SMS scnews item created by Geoff Vasil at Tue 29 Apr 2014 1645
Type: Seminar
Distribution: World
Expiry: 1 May 2014
Calendar1: 30 Apr 2014 1400-1500
CalLoc1: AGR Carslaw 829
CalTitle1: Numerical study of vortex generation in bounded flows with no-slip and partial slip boundary conditions
Auth: gvasil@vlan-2680-10-17-75-112.staff.wireless.sydney.edu.au (gvasil) in SMS-WASM

Applied Maths Seminar: Duncan Sutherland -- Numerics, Fluid Dynamics

Our own Duncan Sutherland will present the Applied Math Seminar tomorrow.  
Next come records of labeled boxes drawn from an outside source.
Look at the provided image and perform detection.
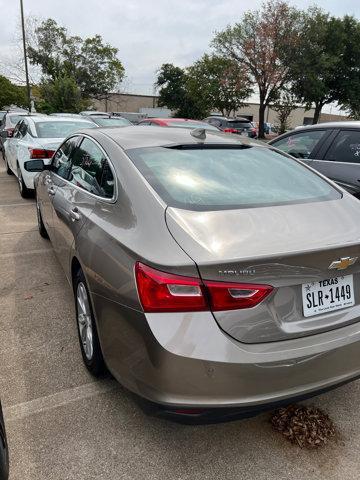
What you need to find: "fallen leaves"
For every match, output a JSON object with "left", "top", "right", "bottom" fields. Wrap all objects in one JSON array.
[{"left": 270, "top": 405, "right": 336, "bottom": 448}]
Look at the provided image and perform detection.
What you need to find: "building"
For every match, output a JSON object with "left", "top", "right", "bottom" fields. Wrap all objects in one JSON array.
[{"left": 93, "top": 93, "right": 347, "bottom": 128}]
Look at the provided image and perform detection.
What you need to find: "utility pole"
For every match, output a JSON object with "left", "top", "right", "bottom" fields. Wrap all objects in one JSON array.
[{"left": 20, "top": 0, "right": 31, "bottom": 112}]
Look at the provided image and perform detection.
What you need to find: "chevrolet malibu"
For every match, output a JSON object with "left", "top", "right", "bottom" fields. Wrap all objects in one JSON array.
[{"left": 31, "top": 126, "right": 360, "bottom": 418}]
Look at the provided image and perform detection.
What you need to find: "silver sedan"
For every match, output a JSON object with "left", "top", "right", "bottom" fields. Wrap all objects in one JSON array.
[{"left": 31, "top": 126, "right": 360, "bottom": 419}]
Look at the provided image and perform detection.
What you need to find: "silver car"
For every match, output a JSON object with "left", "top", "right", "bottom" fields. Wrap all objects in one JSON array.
[{"left": 31, "top": 126, "right": 360, "bottom": 418}]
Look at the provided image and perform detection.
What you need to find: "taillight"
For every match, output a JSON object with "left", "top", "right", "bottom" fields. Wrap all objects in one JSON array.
[
  {"left": 135, "top": 262, "right": 273, "bottom": 312},
  {"left": 204, "top": 281, "right": 273, "bottom": 312},
  {"left": 29, "top": 148, "right": 55, "bottom": 159},
  {"left": 135, "top": 262, "right": 208, "bottom": 312}
]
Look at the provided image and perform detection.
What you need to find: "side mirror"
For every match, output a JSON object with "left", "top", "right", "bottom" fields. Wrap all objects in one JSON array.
[{"left": 24, "top": 160, "right": 51, "bottom": 172}]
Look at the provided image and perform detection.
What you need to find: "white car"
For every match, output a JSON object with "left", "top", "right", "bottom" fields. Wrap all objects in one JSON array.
[{"left": 4, "top": 116, "right": 97, "bottom": 197}]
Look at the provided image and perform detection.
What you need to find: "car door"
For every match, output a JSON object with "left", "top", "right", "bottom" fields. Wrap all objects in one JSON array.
[
  {"left": 37, "top": 135, "right": 80, "bottom": 246},
  {"left": 270, "top": 128, "right": 332, "bottom": 167},
  {"left": 53, "top": 136, "right": 113, "bottom": 276},
  {"left": 316, "top": 128, "right": 360, "bottom": 195}
]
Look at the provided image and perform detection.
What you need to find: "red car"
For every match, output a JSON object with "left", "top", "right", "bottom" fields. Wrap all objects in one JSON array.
[{"left": 139, "top": 118, "right": 220, "bottom": 131}]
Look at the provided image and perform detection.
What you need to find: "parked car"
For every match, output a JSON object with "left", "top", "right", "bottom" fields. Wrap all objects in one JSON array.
[
  {"left": 204, "top": 115, "right": 254, "bottom": 135},
  {"left": 0, "top": 112, "right": 29, "bottom": 153},
  {"left": 4, "top": 116, "right": 96, "bottom": 197},
  {"left": 85, "top": 115, "right": 132, "bottom": 127},
  {"left": 28, "top": 126, "right": 360, "bottom": 419},
  {"left": 80, "top": 110, "right": 109, "bottom": 117},
  {"left": 269, "top": 121, "right": 360, "bottom": 196},
  {"left": 0, "top": 402, "right": 9, "bottom": 480},
  {"left": 139, "top": 118, "right": 220, "bottom": 131},
  {"left": 49, "top": 112, "right": 83, "bottom": 118}
]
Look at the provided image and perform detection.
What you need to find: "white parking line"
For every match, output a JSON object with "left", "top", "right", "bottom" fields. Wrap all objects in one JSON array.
[
  {"left": 4, "top": 380, "right": 118, "bottom": 422},
  {"left": 0, "top": 202, "right": 35, "bottom": 208}
]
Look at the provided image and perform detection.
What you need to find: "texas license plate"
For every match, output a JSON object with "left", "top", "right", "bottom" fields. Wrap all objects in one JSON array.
[{"left": 302, "top": 275, "right": 355, "bottom": 317}]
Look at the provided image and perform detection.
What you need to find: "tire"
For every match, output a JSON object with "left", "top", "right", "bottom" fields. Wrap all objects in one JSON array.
[
  {"left": 3, "top": 153, "right": 14, "bottom": 175},
  {"left": 73, "top": 269, "right": 106, "bottom": 377},
  {"left": 17, "top": 165, "right": 33, "bottom": 198},
  {"left": 36, "top": 197, "right": 49, "bottom": 238}
]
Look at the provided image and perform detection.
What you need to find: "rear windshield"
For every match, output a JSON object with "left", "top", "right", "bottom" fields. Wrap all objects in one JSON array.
[
  {"left": 229, "top": 121, "right": 253, "bottom": 128},
  {"left": 95, "top": 118, "right": 131, "bottom": 127},
  {"left": 168, "top": 122, "right": 219, "bottom": 132},
  {"left": 127, "top": 146, "right": 341, "bottom": 210},
  {"left": 8, "top": 115, "right": 25, "bottom": 125},
  {"left": 35, "top": 120, "right": 96, "bottom": 138}
]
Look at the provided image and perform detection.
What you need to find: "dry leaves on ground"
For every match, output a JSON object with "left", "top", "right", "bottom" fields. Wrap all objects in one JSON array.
[{"left": 270, "top": 405, "right": 336, "bottom": 448}]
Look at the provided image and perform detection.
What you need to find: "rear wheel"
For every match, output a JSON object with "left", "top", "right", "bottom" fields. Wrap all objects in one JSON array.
[
  {"left": 74, "top": 269, "right": 105, "bottom": 377},
  {"left": 17, "top": 166, "right": 32, "bottom": 198},
  {"left": 36, "top": 197, "right": 49, "bottom": 238}
]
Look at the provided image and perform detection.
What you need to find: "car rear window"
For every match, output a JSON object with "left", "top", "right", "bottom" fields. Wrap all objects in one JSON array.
[
  {"left": 229, "top": 120, "right": 253, "bottom": 128},
  {"left": 167, "top": 122, "right": 219, "bottom": 132},
  {"left": 96, "top": 117, "right": 131, "bottom": 127},
  {"left": 35, "top": 120, "right": 96, "bottom": 138},
  {"left": 8, "top": 115, "right": 24, "bottom": 125},
  {"left": 126, "top": 146, "right": 341, "bottom": 210}
]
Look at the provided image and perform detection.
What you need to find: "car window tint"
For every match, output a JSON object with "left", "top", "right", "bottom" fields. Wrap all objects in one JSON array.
[
  {"left": 52, "top": 137, "right": 79, "bottom": 179},
  {"left": 19, "top": 120, "right": 28, "bottom": 137},
  {"left": 70, "top": 138, "right": 114, "bottom": 198},
  {"left": 272, "top": 130, "right": 326, "bottom": 158},
  {"left": 126, "top": 147, "right": 341, "bottom": 210},
  {"left": 325, "top": 130, "right": 360, "bottom": 163}
]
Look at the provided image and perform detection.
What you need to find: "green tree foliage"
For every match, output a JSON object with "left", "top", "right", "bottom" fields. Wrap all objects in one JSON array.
[
  {"left": 28, "top": 18, "right": 125, "bottom": 98},
  {"left": 37, "top": 76, "right": 88, "bottom": 113},
  {"left": 187, "top": 54, "right": 252, "bottom": 116},
  {"left": 0, "top": 75, "right": 27, "bottom": 109},
  {"left": 271, "top": 89, "right": 297, "bottom": 135},
  {"left": 212, "top": 0, "right": 300, "bottom": 138},
  {"left": 290, "top": 7, "right": 347, "bottom": 123},
  {"left": 155, "top": 63, "right": 210, "bottom": 118}
]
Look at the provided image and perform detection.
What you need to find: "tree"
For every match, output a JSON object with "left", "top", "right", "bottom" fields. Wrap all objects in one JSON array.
[
  {"left": 187, "top": 54, "right": 252, "bottom": 116},
  {"left": 212, "top": 0, "right": 300, "bottom": 138},
  {"left": 271, "top": 90, "right": 297, "bottom": 135},
  {"left": 38, "top": 77, "right": 88, "bottom": 113},
  {"left": 28, "top": 18, "right": 125, "bottom": 98},
  {"left": 155, "top": 63, "right": 211, "bottom": 118},
  {"left": 290, "top": 7, "right": 347, "bottom": 124},
  {"left": 0, "top": 75, "right": 27, "bottom": 109}
]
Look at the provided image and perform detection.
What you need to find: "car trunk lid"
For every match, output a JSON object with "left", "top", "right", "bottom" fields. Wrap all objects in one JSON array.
[{"left": 166, "top": 196, "right": 360, "bottom": 343}]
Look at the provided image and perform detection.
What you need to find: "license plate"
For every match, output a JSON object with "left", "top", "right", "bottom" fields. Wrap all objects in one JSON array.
[{"left": 302, "top": 275, "right": 355, "bottom": 317}]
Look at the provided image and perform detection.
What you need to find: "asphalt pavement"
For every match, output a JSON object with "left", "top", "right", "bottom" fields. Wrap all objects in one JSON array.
[{"left": 0, "top": 158, "right": 360, "bottom": 480}]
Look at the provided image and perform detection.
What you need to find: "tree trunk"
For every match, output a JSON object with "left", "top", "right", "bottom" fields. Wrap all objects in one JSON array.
[
  {"left": 313, "top": 102, "right": 324, "bottom": 125},
  {"left": 259, "top": 101, "right": 266, "bottom": 138}
]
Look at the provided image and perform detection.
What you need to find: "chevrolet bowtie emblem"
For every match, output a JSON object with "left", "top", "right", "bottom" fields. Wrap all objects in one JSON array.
[{"left": 329, "top": 257, "right": 358, "bottom": 270}]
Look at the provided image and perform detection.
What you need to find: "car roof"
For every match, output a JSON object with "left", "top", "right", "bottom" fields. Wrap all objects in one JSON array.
[
  {"left": 28, "top": 115, "right": 95, "bottom": 123},
  {"left": 83, "top": 125, "right": 266, "bottom": 150},
  {"left": 288, "top": 120, "right": 360, "bottom": 133}
]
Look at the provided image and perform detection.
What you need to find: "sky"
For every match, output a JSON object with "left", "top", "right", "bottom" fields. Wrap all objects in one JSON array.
[{"left": 0, "top": 0, "right": 360, "bottom": 111}]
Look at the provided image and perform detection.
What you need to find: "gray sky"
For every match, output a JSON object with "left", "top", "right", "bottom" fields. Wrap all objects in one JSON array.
[{"left": 0, "top": 0, "right": 360, "bottom": 110}]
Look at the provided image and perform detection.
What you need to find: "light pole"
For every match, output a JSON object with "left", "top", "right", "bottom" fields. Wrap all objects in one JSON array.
[{"left": 20, "top": 0, "right": 31, "bottom": 112}]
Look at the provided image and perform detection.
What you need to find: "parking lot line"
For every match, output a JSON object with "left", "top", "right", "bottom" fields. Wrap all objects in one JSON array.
[{"left": 4, "top": 379, "right": 117, "bottom": 422}]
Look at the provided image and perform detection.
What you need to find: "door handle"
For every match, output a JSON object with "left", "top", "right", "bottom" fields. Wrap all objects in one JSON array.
[{"left": 70, "top": 207, "right": 80, "bottom": 222}]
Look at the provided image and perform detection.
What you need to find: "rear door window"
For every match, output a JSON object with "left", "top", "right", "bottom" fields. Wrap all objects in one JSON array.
[
  {"left": 69, "top": 138, "right": 115, "bottom": 198},
  {"left": 325, "top": 130, "right": 360, "bottom": 163},
  {"left": 271, "top": 130, "right": 326, "bottom": 158},
  {"left": 52, "top": 137, "right": 79, "bottom": 179}
]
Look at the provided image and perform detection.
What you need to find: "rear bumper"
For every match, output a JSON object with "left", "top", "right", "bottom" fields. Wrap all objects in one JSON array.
[{"left": 94, "top": 298, "right": 360, "bottom": 410}]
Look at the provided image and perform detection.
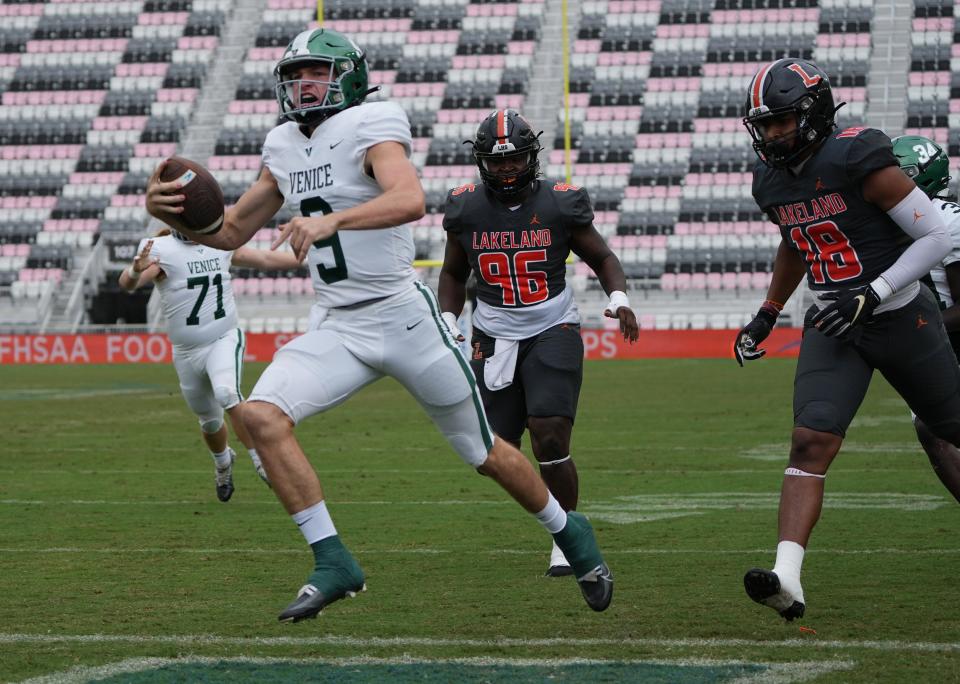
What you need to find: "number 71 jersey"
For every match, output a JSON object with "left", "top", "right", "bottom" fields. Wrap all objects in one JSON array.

We’ll also take him to lunch before his talk.  Please meet at the 6th floor elevators at
12noon if interested.  

Looking forward to seeing you all there! Title: Numerical study of vortex generation in
bounded flows with no-slip and partial slip boundary conditions 

Abstract: The problem of a dipole rebounding from a rigid wall in a viscous fluid has
been very well studied using a variety of numerical techniques.  Recently, Romain Nguyen
van yen, Kai Schneider and Marie Farge (Phys.  Rev.  Lett.  106, 184502 (2011)) used a
volume penalisation method to investigate the energy dissipation over the rebound as the
viscosity approaches zero.  The penalisation method approximates a no-slip boundary
condition and intrinsically introduces some non-zero slip length at the boundary, which
also vanishes as the viscosity approaches zero.  The results of Nguyen van yen et.  al.
surprisingly indicate that energy dissipating structures persist in the vanishing
viscosity limit.  We consider the problem of a dipole incident on a rigid wall with a
Navier slip boundary condition, which reduces to the standard no-slip boundary condition
in the case of zero slip length.  We find no energy dissipating structures for any fixed
slip length, but we recover the results of Nguyen van yen et.  al.  in the case where
the slip length is proportional to the viscosity.  Hence it appears that the observation
of Nguyen van yen et.  al.  is an artifact of their numerical method.  We then proceed
to study the vorticity generation at the rigid wall in more detail.  In any bounded
domain the walls act as a source of enstrophy which constantly injects small scale
vortices into the flow.  To do this we study the number and location of the critical
points, either minima, maxima, or saddles of the streamfunction and vorticity.  We will
discuss the techniques for identifying and classifying the fixed points, as well as some
of the difficulties of interpretation that the boundaries present.  Results showing the
motion of critical points in time and the variation in the number of critical points
over the simulation for bounded geometries will also be presented.